Key Responsibilities:
- Strategic Alignment: Drive and execute the overall business strategy and translate it into data analytics initiatives that support key objectives and business value.
- Data Strategy and Governance: Lead the development and implementation of the data analytics strategy, ensuring data quality, integrity, and compliance with governance policies.
- Stakeholder Management: Build and maintain strong relationships with key stakeholders across different business units to understand their needs, define project scope, and communicate analytical findings effectively.
- Project Management: Oversee and manage data analytics projects from initiation to completion, ensuring they are delivered on time, within budget, and meet business requirements.
- Advanced Analytics and Innovation: Drive the adoption of advanced analytical techniques (e.g., machine learning, statistical modeling) and explore new data sources and technologies to enhance analytical capabilities.
- Data Visualization and Reporting Strategy: Define standards and best practices for data visualization and reporting to ensure clarity, consistency, and actionable insights across the organization.
- Business Insight and Recommendations: Lead the analysis of complex data sets to identify critical trends, patterns, and opportunities, and translate these findings into strategic recommendations for business improvement and growth.
- Campaign Analytics Leadership: Lead the analysis of marketing campaigns, including customer targeting, post-implementation reviews, and the development of strategies for continuous improvement.
- Performance Monitoring and Metrics: Define and monitor key metrics to track the performance of business initiatives and identify areas for data-driven optimization.
- Collaboration and Communication: Foster strong collaboration with IT and other departments to ensure seamless data access and the effective implementation of analytical solutions.
- Risk Management: Identify potential risks and challenges related to data analytics projects and team operations, and develop mitigation strategies.
Managerial Responsibilities:
- Lead and Develop the Data Analytics Team: Manage, mentor, and coach a team of data analysts (including Assistant Managers) to enhance their skills and productivity. Foster a collaborative and high-performing team environment.
- Budget Management: Manage the budget allocated to the data analytics team and ensure resources are utilized effectively.
- Performance Management: Set clear performance expectations for team members, provide regular feedback, conduct performance reviews, and identify opportunities for individual growth and development.
Education and Experience:
- At least 5 years of progressive experience in business intelligence, data analysis, reporting, or a related field.
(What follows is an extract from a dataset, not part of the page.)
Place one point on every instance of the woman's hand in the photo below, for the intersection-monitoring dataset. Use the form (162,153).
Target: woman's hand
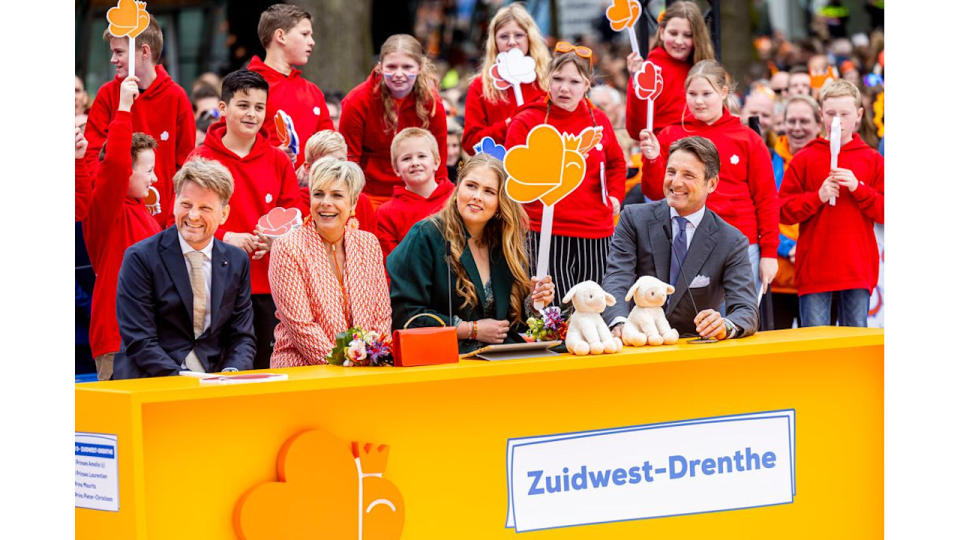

This experience should demonstrate increasing responsibility and complexity in analytical projects.
- Experience (ideally 3+ years within the 5+) in a leadership or supervisory role within a data analytics team, showcasing the ability to mentor, guide, and manage analysts.
- Experience working within the Insurance or Financial Services industry is highly preferred
Technical Proficiency:
- Expertise in Data Manipulation and Analysis: Proven mastery of SQL and at least one programming language commonly used for data analysis (e.g., Python, R).
- Advanced Data Visualization Skills: Deep proficiency in creating interactive dashboards and insightful reports using tools like Power BI and Tableau.
- Experience with Data Warehousing and ETL Processes: Familiarity with data warehousing concepts and ETL (Extract, Transform, Load) processes is beneficial.
- Exposure to Advanced Analytics (Preferred): Experience with statistical modeling, machine learning techniques, and big data technologies would be a strong advantage.
Soft Skills:
- Ability to translate complex data into meaningful, actionable insights for business stakeholders.
- Problem-solving and critical thinking skills with a strong business acumen.
- Communication and presentation skills, with the ability to effectively convey technical information to both technical and non-technical audiences.
- Stakeholder management skills, including the ability to build relationships, influence, and manage expectations across different business units.
- Strong leadership and team management skills, with experience in mentoring and developing team members.